# Some New Stuff



## RIMSPOKE (Mar 23, 2016)

I HAVE BEEN BUSY MAKING ROOM FOR NEW STUFF UPSTAIRS .
A LOT OF JUNK AND SHELVING HAD TO GO TO MAKE ROOM BUT
THIS IS SO WORTH THE EFFORT , LIKE A DREAM COME TRUE .

I JUST GOT A 24" PEXTO FINGER BRAKE .
THIS ONE WAS MADE IN 1975 BUT LOOKS PRACTICALLY NEW .
WHAT A NICE MACHINE & WAY ABOVE AVERAGE .

MY ENCO 3 RATCHET PRESS CAME IN AND I HAVE IT MOUNTED ON
A MODIFIED PM MILL STAND . ALL LUBED UP & READY TO GO .

JUST IN YESTERDAY , A VERY NICE DI-ACRO #1 NOTCHER ! 
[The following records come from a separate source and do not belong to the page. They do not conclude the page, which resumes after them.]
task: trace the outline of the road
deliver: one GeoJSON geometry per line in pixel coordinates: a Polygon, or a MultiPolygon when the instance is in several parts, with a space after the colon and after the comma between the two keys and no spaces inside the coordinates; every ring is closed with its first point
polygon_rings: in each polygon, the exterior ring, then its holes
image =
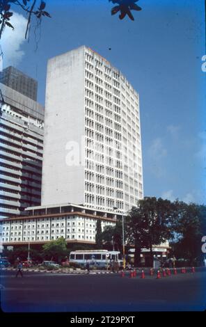
{"type": "Polygon", "coordinates": [[[1,305],[6,312],[203,310],[206,271],[157,279],[128,274],[1,273],[1,305]]]}

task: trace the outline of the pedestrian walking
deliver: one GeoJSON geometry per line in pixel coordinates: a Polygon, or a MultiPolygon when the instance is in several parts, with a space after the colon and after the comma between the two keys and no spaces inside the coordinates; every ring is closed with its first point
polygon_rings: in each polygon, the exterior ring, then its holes
{"type": "Polygon", "coordinates": [[[19,262],[17,264],[17,273],[16,273],[16,277],[18,277],[19,273],[20,273],[22,277],[23,277],[23,273],[22,273],[22,268],[23,268],[22,264],[19,261],[19,262]]]}
{"type": "Polygon", "coordinates": [[[90,267],[89,267],[89,263],[87,262],[86,264],[86,269],[87,269],[88,273],[90,272],[90,267]]]}
{"type": "Polygon", "coordinates": [[[175,268],[175,266],[176,266],[176,261],[177,261],[177,259],[175,258],[175,256],[173,255],[173,268],[175,268]]]}

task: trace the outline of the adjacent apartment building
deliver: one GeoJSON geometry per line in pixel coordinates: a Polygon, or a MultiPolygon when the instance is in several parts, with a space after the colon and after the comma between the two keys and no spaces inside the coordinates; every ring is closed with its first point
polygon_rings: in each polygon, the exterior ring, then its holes
{"type": "Polygon", "coordinates": [[[13,67],[8,67],[1,74],[0,89],[3,97],[0,117],[1,218],[24,214],[27,207],[40,204],[44,108],[33,99],[33,97],[36,98],[34,95],[37,83],[18,72],[13,67]],[[13,84],[9,82],[12,77],[9,77],[8,73],[11,72],[13,75],[14,71],[16,86],[19,77],[21,87],[13,88],[13,84]],[[6,77],[6,80],[3,76],[6,77]],[[21,83],[24,79],[29,81],[29,92],[28,83],[26,83],[24,90],[24,83],[21,83]]]}

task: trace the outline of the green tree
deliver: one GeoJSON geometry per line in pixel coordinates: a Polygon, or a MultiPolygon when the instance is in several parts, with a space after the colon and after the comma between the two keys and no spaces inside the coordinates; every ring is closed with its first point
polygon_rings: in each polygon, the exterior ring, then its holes
{"type": "Polygon", "coordinates": [[[174,250],[177,257],[187,260],[191,265],[200,263],[203,257],[201,239],[206,228],[206,207],[178,200],[175,205],[177,214],[174,221],[174,250]]]}
{"type": "Polygon", "coordinates": [[[115,226],[106,226],[102,232],[102,239],[106,247],[122,252],[122,224],[120,220],[116,221],[115,226]]]}
{"type": "Polygon", "coordinates": [[[138,265],[141,248],[150,251],[150,264],[153,262],[152,246],[172,237],[173,205],[168,200],[145,198],[139,200],[127,217],[128,240],[134,245],[134,264],[138,265]]]}
{"type": "Polygon", "coordinates": [[[97,221],[95,241],[97,248],[102,248],[102,223],[100,219],[97,221]]]}
{"type": "Polygon", "coordinates": [[[68,255],[67,243],[63,237],[43,245],[42,249],[42,255],[45,259],[58,262],[68,255]]]}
THESE WILL COMPLIMENT THE DI-ACRO 12" FINGER BRAKE w/ SPECIALTY TOOLING ,
DIACRO #1 BENDER AND BEVERLY Jr. THROATLESS SHEAR THAT I ALREADY HAD .


----------



## ch2co (Mar 23, 2016)

You're making' me feel real bad.

CHuck the grumpy old guy


----------



## NCjeeper (Mar 24, 2016)

Nice score on the pexto. I have been looking for a nice finger brake also. No such luck yet.


----------



## kvt (Mar 24, 2016)

Nice setup.   and it does look good.   I'm jealous


----------